Morton announced his intention to resign last week, an unexpected decision that followed shortly on the heels of the resignation of Mayor Milissa Holland. He gave the city a 30-day notice, but at Tuesday’s meeting, when the council voted 4-0 to elevate Bevan, the council decided to waive Morton’s 30-day requirement. Morton in his resignation letter had alluded to interference from current council members, though he spoke of other reasons in an interview.
“I’ve done this for 27 years, and until I stepped in this county’s boundaries, this has never been a problem for me,” Morton said, referring to a tenure beset by controversies, many of them manufactured and baseless, and significant administrative turmoil at City Hall. “They say people don’t change their stripes. I’ve never stood for corruption or doing things the wrong way. When things have been painful I’ve admitted to it and owned it. So just as a constant barrage and the social media cesspool and the toll it takes on my kids, who get bullied at school over this–I’m like, you know what? It’s not worth it anymore. I can go to the private sector, which I intend to do, and would love to do. But I’m done I’m done. I’ve served, community and country for 27 years. I will never go in government again. I’m done. I think the world has changed. I think government has changed. I think the culture has changed. I want no part of it anymore and did my part. I feel like I served in the military, I did my 27 years and I’m done.”

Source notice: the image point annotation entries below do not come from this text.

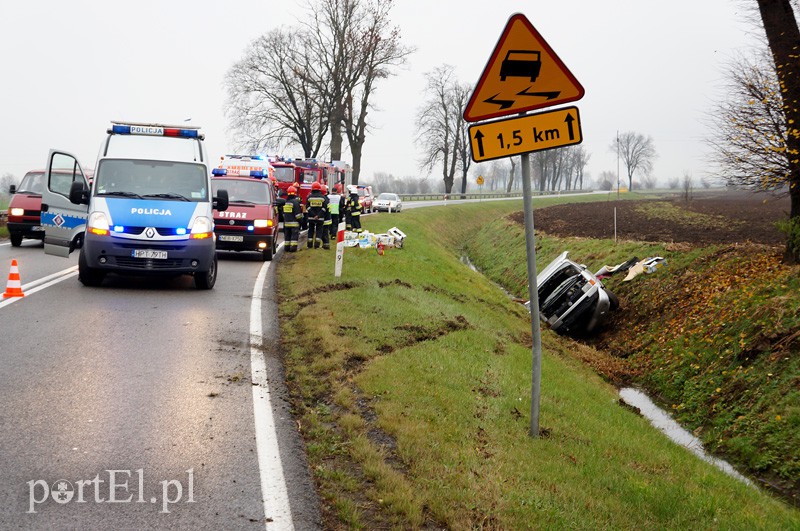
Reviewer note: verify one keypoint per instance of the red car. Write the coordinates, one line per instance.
(251, 221)
(25, 207)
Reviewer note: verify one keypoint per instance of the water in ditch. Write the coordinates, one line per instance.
(661, 420)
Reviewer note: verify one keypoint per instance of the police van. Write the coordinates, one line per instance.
(147, 211)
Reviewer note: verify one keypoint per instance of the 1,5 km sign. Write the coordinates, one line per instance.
(524, 134)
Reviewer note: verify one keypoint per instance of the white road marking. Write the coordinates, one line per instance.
(273, 484)
(41, 283)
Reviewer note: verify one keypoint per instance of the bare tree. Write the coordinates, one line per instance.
(783, 36)
(439, 125)
(606, 180)
(6, 181)
(337, 64)
(272, 104)
(749, 128)
(637, 153)
(511, 174)
(687, 185)
(381, 49)
(463, 150)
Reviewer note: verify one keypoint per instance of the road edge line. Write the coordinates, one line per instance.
(274, 494)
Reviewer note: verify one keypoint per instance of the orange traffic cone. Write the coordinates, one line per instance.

Bevan has been a city administration coordinator of sustainability and was recently elevated to chief of staff, alongside Lauren Johnston. Council members have frequently worked with Bevan, which leads the council’s Strategic Action Plan from the administrative side, a job that requires her to meet with council members periodically and to lead lengthy quarterly sessions with the council as a group, updating the plan, amending it and exploring new directions.
Bevan has a Bachelor of Science degree from Jacksonville State University in Alabama. Her interim contract follows the same parameter of the contract Beau Falgout signed after the council fired former City Manager Jim Landon in September 2018. Falgout was short-listed for the permanent manager’s job, but the council chose Morton in April 2019. The hiring process for the next manager is expected to take several months, leaving Bevan to lead the city from the administration’s side through the next months’ budget process–and the special election for mayor, scheduled for July 27. Eight candidates have filed to run. The qualifying window closes Monday at noon.
Katherine Sepe says
I think the salaries and benefits are outrageously too much! No wonder taxes are escalating.
She is worth every penny! Denise is an intelligent, driven, passionate and fair person. She will put the City first, not any personal agenda. It’s refreshing to see that Palm Coast has finally put their faith in someone that deserves it. Go do great things Denise!
Dennis C Rathsam says
Why the hell does she need a car allowance???? How did she get to work before??? HITCH HIKE….. This is a joke….And its on the tax payers dollar.
The Palm Coast city manager and county administrator have always had a car allowance.
Janet Hurdle says
Denise is an excellent choice for this position. She has all the right experience, temperament, and administrative skill to navigate and lead the City of Palm Coast with a steady hand. Her understanding of local government processes and procedures, roles and responsibilities to the community, is outstanding. While she brings a fair and balanced, informed and steadfast presence to City departments, she’s also the perfect administrator for working with City Council – she listens, will inform and advise, and she’ll reason with and understand their concerns and goals.